NICE GUIDANCE TIMELINES

  I agreed that I would let the Committee know how long it takes a medicine that comes to market to have a NICE guideline published. Before a topic is referred to NICE it goes through an internal Department of Health process to ensure that any referral to NICE is line with current priorities. The Department refers new topics to NICE twice a year. Depending on when a topic enters the Departmental process it could take at the most 12 months, or if entered early it could be referred within eight months. It can then take NICE 15 months to publish a technology appraisal or 20-26 months for a clinical guideline. There are formal processes and timescales clearly set which the Department of Health and NICE adhere to when going through these procedures. These are set out in Annex A to this letter.

YELLOW CARD SCHEME

  Professor Woods agreed to let you have information on the Yellow Card Scheme and the number of reports of suspected adverse drug reactions it has received. This is attached at Annex B. This covers the Yellow Card Scheme, and the introduction of electronic reporting. It also refers to the independent Review of the Scheme, which was led by Dr Jeremy Metters, a former Deputy Chief Medical Officer. A copy of the final report entitled "Report of an Independent Review of Access to the Yellow Card Scheme" is enclosed.[1]

COMPLAINTS MADE ON ADVERTISEMENTS

  During the hearing, Professor Woods was asked about the determination by the MHRA on the complaints they had received on advertisements. At the time Professor Woods did not have that detail to hand but referred to the MHRA website where the information is publicly available. We thought it would help to provide this data in this letter. Of the 16 reports published on the MHRA website from 1 December 2003 to the end of June 2004, the complaint was upheld in 12 cases, and appropriate action was taken.

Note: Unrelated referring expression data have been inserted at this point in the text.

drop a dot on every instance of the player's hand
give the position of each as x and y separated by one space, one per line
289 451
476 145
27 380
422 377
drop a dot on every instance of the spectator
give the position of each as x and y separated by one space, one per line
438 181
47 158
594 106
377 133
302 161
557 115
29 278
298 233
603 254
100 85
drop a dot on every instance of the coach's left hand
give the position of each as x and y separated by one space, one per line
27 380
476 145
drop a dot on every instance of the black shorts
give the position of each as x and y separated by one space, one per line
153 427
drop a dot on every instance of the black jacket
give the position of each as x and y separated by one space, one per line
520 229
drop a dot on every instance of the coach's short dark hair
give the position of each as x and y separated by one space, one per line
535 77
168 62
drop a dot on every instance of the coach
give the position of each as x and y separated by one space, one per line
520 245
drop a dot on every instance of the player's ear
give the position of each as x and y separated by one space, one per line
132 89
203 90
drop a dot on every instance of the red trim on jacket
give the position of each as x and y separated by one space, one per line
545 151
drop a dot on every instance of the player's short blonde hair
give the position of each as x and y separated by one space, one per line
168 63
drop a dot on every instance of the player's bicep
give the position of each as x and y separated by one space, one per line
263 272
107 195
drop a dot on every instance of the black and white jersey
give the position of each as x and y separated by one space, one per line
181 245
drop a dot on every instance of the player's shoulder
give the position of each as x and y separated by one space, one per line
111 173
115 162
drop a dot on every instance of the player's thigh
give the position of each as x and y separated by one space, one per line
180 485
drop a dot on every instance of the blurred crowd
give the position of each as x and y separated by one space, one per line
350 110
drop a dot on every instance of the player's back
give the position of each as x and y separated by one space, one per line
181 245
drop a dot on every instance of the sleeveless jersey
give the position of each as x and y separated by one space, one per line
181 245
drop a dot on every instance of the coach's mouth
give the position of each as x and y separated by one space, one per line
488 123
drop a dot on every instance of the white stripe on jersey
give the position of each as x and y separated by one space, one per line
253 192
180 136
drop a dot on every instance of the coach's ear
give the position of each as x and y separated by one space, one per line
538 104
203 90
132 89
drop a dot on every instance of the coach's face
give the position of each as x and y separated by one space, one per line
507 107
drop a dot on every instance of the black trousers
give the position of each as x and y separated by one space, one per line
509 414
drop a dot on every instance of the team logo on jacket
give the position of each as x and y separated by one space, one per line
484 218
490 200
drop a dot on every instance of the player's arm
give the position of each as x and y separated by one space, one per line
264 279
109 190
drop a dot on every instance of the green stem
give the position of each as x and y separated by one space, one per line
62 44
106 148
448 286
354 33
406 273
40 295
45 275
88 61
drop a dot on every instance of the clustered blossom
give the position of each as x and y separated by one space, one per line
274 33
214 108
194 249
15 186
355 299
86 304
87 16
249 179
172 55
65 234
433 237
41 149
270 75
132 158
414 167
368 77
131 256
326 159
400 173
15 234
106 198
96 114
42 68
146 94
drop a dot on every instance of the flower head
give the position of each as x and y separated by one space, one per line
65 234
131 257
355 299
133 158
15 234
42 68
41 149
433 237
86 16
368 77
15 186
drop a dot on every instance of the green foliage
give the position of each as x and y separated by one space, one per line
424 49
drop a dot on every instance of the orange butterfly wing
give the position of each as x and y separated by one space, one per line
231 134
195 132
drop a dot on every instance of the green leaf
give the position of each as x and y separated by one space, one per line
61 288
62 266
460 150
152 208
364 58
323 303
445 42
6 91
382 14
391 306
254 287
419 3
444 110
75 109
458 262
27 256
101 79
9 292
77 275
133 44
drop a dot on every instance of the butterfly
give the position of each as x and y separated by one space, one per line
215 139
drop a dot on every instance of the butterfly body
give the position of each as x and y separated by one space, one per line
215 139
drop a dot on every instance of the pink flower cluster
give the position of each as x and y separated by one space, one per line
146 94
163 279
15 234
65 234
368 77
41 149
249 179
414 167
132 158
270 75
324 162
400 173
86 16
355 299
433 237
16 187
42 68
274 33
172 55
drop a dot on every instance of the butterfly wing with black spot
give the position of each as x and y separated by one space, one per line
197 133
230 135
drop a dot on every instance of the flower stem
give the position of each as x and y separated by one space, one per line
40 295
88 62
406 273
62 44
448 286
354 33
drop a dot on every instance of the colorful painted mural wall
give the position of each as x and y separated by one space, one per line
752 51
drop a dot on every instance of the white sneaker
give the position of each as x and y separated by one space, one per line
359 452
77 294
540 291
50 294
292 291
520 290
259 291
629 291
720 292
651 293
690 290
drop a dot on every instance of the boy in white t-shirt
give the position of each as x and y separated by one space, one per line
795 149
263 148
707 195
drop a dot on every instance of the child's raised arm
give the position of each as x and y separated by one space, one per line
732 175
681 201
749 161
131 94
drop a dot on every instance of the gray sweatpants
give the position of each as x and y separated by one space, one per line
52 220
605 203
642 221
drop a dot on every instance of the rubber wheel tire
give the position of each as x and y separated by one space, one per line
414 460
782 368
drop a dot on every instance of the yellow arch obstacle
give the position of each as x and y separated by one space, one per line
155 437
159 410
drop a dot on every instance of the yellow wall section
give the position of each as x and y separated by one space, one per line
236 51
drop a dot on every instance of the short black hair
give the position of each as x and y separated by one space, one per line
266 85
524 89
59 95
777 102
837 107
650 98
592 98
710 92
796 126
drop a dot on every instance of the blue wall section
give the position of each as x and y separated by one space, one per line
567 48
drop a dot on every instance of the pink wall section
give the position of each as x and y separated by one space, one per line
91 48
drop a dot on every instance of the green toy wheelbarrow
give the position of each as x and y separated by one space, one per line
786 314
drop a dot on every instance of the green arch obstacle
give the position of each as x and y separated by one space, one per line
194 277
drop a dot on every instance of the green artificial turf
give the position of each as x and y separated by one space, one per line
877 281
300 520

MEETINGS WITH THE INDUSTRY

  The Committee asked how often the Government team met representatives from the industry in the last six months. When I replied I said that I had curtailed my meetings with industry as I co-chaired the confidential PPRS negotiations. While this is the case I do have a wide range of responsibilities outside of the PPRS, and as part of these I have met industry representatives on four other occasions. I met them twice to discuss the Government proposals on improving the implementation of NICE guidance. I attended the Ministerial Industry Strategy Group with Lord Warner in April, and I also chaired the Industry Strategy Group in July. These were all meetings with the ABPI and not individual companies.